Joye Gingrich, BSN, RN. Chief Nursing Officer and Vice President of Patient Care Services at UPMC Harrisburg (Pa.): CNO visibility and availability to the staff is important to creating a positive culture. Leader rounding provides the opportunity for the CNO to connect and build relationships with the bedside nurse. On hire, UPMC Harrisburg nurses meet with and are provided my cell phone number, and I am available to the nursing staff should they ever need to contact me. Recognizing the positive contributions of the bedside nurse is my priority. Sending a personalized thank you cards to nurses' homes shows nurses the value of their work. Celebrating unit accomplishments, such as days free of falls or infections, promotes a positive culture that can instill unit pride and encourage continued quality work. Nurses every day go above and beyond to not only provide patients and families with excellence in clinical care but also compassion. UPMC Harrisburg partners with the Daisy Foundation, to honor nurses with profound gratitude for all that they do with the Daisy award quarterly. 

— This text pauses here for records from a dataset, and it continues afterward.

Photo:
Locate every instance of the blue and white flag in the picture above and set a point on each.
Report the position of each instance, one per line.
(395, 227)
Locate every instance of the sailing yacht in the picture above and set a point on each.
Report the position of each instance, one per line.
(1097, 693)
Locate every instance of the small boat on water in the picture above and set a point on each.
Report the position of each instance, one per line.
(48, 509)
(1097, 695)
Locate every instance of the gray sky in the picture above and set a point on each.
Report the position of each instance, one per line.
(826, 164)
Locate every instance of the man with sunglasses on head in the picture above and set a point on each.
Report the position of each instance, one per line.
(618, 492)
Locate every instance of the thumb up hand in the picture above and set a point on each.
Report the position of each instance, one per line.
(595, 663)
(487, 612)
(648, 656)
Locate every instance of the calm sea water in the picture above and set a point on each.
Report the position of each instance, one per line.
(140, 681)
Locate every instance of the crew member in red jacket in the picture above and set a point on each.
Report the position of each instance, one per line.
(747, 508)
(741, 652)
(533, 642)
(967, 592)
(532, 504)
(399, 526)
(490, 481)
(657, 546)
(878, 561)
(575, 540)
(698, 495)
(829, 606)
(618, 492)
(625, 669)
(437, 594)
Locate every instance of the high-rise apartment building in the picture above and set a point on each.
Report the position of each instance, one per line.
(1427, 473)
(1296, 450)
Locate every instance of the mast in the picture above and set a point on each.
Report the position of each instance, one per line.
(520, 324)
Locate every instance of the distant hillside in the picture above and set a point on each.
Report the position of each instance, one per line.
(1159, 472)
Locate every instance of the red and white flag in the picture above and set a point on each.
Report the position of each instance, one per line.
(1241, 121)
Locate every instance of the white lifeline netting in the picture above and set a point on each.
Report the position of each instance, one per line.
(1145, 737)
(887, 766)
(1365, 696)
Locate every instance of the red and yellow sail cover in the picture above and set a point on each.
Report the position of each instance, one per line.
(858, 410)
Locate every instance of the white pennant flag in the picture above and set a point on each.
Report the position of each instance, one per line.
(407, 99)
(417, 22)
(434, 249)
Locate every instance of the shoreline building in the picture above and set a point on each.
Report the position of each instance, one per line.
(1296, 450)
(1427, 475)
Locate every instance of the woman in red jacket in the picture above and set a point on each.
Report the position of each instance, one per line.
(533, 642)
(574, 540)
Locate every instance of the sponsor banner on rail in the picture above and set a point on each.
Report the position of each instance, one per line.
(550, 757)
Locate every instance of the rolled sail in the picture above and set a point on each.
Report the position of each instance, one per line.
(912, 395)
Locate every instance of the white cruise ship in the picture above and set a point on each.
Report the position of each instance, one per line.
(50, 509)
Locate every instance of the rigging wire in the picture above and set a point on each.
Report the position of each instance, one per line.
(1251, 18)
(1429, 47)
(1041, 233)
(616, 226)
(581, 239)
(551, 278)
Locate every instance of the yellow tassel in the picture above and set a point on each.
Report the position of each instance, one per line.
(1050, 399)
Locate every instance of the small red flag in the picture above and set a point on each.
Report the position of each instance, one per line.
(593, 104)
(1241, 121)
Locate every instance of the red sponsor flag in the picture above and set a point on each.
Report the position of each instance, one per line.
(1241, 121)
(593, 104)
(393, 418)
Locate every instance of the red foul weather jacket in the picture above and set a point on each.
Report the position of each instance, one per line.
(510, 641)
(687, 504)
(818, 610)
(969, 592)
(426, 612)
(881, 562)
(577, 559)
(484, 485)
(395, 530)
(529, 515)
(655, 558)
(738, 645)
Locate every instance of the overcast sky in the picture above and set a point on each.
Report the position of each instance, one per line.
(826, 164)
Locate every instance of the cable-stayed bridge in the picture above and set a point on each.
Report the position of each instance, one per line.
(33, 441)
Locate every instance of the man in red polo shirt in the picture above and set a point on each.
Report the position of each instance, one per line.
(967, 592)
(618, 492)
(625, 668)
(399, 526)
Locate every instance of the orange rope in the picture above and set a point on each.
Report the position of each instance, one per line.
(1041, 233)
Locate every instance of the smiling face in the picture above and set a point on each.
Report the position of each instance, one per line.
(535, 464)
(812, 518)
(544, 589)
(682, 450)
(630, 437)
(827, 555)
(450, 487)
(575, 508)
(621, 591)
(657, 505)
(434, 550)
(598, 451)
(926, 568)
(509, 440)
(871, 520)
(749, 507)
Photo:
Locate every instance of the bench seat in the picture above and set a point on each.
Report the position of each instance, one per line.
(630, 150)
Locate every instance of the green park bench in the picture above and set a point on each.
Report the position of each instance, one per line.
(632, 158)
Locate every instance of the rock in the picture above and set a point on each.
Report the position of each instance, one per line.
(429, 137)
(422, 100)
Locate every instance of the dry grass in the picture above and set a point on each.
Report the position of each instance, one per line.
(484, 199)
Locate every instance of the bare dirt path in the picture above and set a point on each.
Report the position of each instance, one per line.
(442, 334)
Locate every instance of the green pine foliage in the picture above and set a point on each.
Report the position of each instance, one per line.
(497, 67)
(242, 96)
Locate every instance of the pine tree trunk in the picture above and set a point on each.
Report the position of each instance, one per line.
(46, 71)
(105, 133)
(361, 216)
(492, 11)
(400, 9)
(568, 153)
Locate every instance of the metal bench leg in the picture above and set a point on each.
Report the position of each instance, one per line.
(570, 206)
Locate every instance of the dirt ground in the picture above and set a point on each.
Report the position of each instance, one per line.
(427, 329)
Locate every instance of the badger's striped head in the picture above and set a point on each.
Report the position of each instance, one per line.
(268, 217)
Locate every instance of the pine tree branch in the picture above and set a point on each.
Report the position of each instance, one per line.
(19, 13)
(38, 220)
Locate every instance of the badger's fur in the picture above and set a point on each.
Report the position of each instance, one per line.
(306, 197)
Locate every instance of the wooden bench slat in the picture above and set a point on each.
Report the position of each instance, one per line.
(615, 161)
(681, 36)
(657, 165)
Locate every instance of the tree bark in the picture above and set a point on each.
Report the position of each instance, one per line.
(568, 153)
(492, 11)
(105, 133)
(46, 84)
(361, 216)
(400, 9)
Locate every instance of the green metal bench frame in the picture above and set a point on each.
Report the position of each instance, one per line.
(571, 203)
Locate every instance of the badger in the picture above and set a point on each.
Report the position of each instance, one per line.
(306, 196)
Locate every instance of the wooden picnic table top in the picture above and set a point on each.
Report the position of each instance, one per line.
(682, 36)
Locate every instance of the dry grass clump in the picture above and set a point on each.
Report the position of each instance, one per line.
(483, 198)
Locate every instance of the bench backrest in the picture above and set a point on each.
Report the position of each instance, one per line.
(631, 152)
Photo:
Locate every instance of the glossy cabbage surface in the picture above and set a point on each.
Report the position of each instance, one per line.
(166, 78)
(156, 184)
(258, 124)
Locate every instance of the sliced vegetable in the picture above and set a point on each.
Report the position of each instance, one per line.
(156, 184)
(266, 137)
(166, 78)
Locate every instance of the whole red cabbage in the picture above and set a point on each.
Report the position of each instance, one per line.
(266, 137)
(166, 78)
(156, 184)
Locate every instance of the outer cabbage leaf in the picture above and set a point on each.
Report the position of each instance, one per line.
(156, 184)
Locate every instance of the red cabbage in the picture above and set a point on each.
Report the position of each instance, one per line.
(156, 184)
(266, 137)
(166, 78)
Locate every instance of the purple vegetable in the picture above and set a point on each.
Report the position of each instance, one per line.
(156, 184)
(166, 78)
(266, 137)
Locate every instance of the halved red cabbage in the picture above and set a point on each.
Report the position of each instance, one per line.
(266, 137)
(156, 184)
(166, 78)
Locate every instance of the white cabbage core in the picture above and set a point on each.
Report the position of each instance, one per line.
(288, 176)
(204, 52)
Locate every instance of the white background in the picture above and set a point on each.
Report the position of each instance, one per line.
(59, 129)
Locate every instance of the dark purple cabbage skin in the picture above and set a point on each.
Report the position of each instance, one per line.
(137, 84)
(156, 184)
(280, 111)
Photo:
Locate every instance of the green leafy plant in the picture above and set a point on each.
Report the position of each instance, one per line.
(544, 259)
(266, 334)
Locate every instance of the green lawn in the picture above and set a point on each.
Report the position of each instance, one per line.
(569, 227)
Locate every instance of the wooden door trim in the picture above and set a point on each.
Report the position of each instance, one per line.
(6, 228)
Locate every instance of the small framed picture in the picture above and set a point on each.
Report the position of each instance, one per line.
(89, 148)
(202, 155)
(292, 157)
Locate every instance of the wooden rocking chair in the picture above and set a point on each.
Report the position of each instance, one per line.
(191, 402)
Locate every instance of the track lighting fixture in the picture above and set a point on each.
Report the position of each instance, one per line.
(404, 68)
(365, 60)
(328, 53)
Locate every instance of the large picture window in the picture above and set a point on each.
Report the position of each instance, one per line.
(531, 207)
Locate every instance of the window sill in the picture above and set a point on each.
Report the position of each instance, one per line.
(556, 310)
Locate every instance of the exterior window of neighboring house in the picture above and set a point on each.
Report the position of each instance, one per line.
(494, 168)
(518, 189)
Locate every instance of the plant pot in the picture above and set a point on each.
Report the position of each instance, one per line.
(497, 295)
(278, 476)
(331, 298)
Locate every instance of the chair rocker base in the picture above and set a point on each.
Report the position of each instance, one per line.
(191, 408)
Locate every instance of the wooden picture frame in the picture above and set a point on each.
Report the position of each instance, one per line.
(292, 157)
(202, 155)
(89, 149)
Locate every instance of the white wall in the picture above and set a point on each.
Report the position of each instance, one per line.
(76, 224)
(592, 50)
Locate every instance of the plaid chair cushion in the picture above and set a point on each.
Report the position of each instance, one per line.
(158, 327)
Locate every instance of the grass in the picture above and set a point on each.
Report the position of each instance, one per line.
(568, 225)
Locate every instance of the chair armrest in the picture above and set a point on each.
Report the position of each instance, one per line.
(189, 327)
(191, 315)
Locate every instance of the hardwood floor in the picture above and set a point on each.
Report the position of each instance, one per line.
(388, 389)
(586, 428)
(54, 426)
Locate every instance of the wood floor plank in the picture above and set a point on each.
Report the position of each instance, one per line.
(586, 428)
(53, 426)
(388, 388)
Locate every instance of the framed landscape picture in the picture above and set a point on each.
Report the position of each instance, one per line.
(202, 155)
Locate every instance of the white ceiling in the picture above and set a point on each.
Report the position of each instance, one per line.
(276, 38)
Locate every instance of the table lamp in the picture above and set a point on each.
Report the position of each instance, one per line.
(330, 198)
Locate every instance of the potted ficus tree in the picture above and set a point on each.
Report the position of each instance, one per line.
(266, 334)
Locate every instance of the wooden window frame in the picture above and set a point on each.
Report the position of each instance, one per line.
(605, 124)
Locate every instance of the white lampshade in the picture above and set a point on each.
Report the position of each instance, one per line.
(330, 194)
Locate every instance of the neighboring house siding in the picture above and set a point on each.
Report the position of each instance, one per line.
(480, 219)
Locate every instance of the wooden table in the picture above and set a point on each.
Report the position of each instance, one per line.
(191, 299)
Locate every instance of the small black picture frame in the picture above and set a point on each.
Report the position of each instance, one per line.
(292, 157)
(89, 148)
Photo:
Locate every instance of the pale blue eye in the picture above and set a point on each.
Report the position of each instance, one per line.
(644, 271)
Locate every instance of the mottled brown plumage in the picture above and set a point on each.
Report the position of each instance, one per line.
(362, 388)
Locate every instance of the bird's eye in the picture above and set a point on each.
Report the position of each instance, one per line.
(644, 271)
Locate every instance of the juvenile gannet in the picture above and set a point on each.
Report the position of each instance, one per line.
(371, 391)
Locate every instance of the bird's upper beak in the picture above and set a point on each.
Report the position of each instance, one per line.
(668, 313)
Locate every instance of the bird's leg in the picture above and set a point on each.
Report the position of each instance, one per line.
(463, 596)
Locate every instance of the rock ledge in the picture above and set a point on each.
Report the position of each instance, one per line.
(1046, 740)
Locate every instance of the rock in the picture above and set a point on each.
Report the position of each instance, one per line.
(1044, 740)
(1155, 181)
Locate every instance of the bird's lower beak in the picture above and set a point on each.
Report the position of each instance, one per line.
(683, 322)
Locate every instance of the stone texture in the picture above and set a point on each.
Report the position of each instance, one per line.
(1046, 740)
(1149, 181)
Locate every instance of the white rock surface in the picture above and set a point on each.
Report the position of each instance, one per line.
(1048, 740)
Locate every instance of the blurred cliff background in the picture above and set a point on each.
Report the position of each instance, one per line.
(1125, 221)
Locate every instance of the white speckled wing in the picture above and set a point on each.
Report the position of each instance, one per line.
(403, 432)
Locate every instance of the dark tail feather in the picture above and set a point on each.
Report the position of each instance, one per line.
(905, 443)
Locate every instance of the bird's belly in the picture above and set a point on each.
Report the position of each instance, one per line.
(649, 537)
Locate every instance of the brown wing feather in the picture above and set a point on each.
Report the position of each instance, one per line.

Shannon Pengel, MSN, RN. Chief Nursing Officer of Cleveland Clinic: One of the roles of a CNO is to remove barriers for their caregivers, and this starts with active listening to the concerns they face. Communication in today's environment must be more transparent than ever before sharing data and plans clearly and concisely.

One current key strategy is to meet regularly with our frontline caregivers to discuss issues impacting their day-to-day work. Sharing challenges with them and asking for their assistance with strategies to overcome our current workforce challenges. We all must work together to reimagine our nursing workforce to safely provide exceptional care to our patients. Using new models of care or onboarding strategies is best defined by our own caregivers. In addition, CNO's must advocate for their caregivers and develop a collaborative partnership with key stakeholders to accomplish their goals. Barriers are frequently outside of nursing such as patient support services, throughput or technology. Solutions to these barriers take collaboration and innovative problem-solving.